DX reports preliminary results for FY2016
Annual revenue was down from £297.5m in 2015 to £287.9m. EBITDA took a big drop from £33.7m to £18.0m and the adjusted profit before tax and exceptional items was down from £26.7m to £11.5m.
The balance sheet had exceptional (non-recurring) items of £92.1m, which included “goodwill impairment” of £88.4m – which DX described as a “non-cash charge which reflected challenging industry conditions and profit decline”.
The upshot was a reported loss before tax of £82.7m, compared to a profit of £24.8m in 2015.
Commenting on the results, DX Group’s Chief Executive Officer Petar Cvetkovic said: “It has been a challenging year, with the specific trading pressures we reported in the second quarter of the year having a substantial impact on profitability.
“Our focus has been on responding to these pressures while also driving forward our ‘OneDX’ programme and further improvements to our already high levels of customer service.
“We continue to take positive steps to address the Group’s performance and to support this we are making further targeted investment in IT and sales.
“While there are still uncertainties ahead as we await the outcome of the HMPO tender process and our planning appeal, we have confidence that our business transformation plans will deliver long term benefits.”
In his “Trading Overview” in the financial statement, DX Group’s Chairman Bob Holt said that the group’s profitability had been “substantially impacted” by three major factors.
According to Holt: “The most significant of these was an increase, above that expected, in volume erosion at the DX Exchange operation, our bespoke secure document handling service.
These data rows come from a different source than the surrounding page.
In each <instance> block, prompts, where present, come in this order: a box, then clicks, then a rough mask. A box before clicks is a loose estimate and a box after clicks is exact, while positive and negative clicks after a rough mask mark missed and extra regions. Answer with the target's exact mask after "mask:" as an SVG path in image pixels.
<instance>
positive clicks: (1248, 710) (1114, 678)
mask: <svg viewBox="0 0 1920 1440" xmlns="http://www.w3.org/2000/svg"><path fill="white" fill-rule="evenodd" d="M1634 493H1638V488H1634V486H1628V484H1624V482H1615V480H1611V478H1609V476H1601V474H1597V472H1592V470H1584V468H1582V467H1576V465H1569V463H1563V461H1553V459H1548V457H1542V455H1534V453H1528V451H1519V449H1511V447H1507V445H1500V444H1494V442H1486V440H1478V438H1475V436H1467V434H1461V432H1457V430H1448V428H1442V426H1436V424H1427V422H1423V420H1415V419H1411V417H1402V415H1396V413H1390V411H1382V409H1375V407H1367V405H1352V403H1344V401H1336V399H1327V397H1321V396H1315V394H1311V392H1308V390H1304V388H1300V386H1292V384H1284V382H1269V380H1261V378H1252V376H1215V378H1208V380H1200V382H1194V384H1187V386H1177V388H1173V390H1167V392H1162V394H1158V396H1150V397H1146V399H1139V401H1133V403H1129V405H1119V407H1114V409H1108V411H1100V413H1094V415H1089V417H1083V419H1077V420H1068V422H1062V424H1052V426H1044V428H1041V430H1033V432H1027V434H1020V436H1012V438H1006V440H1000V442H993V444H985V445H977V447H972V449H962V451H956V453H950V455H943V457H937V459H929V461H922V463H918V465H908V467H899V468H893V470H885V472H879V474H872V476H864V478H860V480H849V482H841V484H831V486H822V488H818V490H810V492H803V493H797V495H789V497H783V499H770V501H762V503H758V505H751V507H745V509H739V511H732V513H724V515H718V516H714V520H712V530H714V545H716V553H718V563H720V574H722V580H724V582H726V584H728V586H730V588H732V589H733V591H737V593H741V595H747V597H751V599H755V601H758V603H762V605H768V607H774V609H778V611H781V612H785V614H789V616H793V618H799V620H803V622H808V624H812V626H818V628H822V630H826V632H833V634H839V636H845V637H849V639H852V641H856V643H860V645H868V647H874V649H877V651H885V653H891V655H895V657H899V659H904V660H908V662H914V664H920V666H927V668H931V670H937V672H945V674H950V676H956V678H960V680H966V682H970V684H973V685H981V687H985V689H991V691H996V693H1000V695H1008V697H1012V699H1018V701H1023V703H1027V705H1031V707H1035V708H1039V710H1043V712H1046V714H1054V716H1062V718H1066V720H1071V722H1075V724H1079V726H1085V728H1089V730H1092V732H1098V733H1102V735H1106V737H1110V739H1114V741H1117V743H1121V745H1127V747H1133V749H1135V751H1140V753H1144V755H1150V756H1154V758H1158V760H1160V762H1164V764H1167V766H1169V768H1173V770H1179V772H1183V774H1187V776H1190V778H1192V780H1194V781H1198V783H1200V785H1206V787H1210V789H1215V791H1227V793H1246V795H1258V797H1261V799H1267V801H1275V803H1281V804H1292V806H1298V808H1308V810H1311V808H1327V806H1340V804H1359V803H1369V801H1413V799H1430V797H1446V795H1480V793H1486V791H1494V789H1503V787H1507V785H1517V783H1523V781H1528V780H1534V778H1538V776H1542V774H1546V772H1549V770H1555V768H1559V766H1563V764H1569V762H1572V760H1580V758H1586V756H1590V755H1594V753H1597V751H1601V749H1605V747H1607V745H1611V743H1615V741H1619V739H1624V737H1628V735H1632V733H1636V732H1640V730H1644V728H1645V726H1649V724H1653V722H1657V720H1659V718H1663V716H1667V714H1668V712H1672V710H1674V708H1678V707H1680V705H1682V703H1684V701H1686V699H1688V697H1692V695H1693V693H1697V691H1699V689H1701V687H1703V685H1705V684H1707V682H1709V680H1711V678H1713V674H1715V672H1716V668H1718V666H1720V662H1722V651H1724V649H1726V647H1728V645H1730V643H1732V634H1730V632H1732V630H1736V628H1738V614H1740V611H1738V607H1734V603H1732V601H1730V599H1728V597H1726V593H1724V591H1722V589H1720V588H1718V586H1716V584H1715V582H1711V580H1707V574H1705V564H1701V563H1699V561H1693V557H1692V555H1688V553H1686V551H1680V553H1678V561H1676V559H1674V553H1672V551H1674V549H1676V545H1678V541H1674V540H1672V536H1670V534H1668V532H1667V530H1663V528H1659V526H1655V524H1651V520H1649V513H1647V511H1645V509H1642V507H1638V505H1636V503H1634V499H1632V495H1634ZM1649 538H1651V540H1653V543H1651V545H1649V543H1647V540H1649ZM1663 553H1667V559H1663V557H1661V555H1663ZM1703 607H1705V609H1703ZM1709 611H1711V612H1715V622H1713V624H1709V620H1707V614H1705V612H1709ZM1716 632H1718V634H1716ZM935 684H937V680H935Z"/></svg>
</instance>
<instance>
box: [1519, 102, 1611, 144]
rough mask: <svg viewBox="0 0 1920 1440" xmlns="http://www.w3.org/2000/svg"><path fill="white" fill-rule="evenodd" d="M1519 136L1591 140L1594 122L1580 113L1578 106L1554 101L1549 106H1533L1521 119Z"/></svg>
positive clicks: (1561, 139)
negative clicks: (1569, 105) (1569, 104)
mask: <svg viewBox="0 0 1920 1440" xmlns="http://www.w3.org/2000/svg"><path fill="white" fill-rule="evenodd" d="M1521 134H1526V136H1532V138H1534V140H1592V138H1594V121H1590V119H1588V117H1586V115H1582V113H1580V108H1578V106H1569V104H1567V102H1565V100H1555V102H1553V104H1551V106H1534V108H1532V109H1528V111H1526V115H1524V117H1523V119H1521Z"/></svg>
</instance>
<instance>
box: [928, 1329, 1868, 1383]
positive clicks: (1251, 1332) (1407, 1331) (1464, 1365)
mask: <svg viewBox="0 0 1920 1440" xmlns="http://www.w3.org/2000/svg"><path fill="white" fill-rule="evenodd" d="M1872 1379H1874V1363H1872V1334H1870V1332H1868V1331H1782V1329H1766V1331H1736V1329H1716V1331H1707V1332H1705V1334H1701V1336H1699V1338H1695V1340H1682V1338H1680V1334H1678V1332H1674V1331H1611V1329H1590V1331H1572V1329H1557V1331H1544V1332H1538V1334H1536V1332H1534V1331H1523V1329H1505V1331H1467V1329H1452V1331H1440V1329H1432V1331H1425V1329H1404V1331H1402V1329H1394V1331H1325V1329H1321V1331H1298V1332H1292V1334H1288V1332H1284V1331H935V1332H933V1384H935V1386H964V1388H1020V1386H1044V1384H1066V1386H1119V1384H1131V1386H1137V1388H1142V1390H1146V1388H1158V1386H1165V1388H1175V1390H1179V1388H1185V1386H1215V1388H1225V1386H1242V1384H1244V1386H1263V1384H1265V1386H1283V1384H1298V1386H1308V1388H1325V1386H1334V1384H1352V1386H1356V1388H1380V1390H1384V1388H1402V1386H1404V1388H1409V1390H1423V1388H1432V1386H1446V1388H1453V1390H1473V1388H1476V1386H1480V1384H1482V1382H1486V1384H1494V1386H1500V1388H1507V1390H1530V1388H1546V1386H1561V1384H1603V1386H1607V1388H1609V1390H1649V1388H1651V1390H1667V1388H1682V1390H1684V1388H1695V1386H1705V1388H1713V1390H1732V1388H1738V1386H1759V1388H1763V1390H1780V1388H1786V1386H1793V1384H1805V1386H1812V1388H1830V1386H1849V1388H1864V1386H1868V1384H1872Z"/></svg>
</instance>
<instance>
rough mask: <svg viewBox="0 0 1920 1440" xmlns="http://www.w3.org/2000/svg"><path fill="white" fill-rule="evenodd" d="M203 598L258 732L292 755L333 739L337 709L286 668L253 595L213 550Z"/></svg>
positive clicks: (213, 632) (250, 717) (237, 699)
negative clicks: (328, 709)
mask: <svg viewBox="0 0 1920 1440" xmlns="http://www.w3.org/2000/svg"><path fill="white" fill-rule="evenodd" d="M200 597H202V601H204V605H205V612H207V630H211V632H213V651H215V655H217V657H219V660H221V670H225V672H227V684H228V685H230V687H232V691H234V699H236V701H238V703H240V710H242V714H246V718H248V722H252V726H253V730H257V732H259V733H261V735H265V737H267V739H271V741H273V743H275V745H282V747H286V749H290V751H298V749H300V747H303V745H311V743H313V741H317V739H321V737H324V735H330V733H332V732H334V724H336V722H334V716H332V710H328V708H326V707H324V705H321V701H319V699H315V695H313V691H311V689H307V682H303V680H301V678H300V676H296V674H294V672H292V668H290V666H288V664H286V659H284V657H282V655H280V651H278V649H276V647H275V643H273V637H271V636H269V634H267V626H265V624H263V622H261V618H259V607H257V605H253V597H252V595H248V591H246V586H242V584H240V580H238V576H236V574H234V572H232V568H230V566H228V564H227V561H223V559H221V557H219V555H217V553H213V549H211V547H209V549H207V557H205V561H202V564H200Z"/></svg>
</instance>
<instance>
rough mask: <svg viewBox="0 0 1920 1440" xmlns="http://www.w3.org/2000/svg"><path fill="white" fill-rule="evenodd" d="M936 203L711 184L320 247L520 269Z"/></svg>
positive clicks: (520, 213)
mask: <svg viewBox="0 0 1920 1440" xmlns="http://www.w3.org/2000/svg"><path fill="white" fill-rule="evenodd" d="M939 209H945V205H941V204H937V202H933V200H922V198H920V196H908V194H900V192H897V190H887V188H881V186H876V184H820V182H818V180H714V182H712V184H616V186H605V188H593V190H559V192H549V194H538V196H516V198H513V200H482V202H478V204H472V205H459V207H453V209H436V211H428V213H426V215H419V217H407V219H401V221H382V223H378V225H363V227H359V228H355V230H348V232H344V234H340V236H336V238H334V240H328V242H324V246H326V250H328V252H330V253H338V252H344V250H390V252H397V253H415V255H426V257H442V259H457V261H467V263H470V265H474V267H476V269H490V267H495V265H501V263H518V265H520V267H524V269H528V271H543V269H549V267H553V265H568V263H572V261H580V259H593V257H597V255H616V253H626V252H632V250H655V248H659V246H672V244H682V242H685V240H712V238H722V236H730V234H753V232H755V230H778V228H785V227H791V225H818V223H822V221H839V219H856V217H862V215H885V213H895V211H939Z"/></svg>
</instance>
As we have highlighted previously, this business is subject to e-substitution and has a largely fixed cost base. Nonetheless, it remains an important, cost-effective service to both public and private sector companies, especially for the legal, financial and healthcare sectors.
“In May, we acquired the trade and assets of a Scottish counterpart, The Legal Post (Scotland) Limited and First Post Limited, and, following the lifting of an order by the Competition and Markets Authority in early September, we are now combining these assets within our own operations in Scotland, which will enhance customer service and generate savings.
“The major cost base pressure in the first half arose from a shortage of drivers certified with a Certificate of Professional Competence (“CPC”). As well as having a direct cost impact, it also materially affected operational efficiencies and so further increased the Group’s overall costs of delivery. We have addressed and stabilised these issues although driver costs have risen nonetheless. This reflects the sector-wide shortage of CPC-qualified drivers – an issue our industry trade bodies continue to highlight.”
The company added that its plans to develop a major new UK distribution hub in the West Midlands were disrupted when, in mid-May 2016, the local authority declined the planning application. However, DX Group is that it is appealing this decision whilst also considering suitable alternative sites.
Meanwhile, Ian Pain has decided to step down from his role as Chief Financial Officer and will be leaving the Company at the end of October.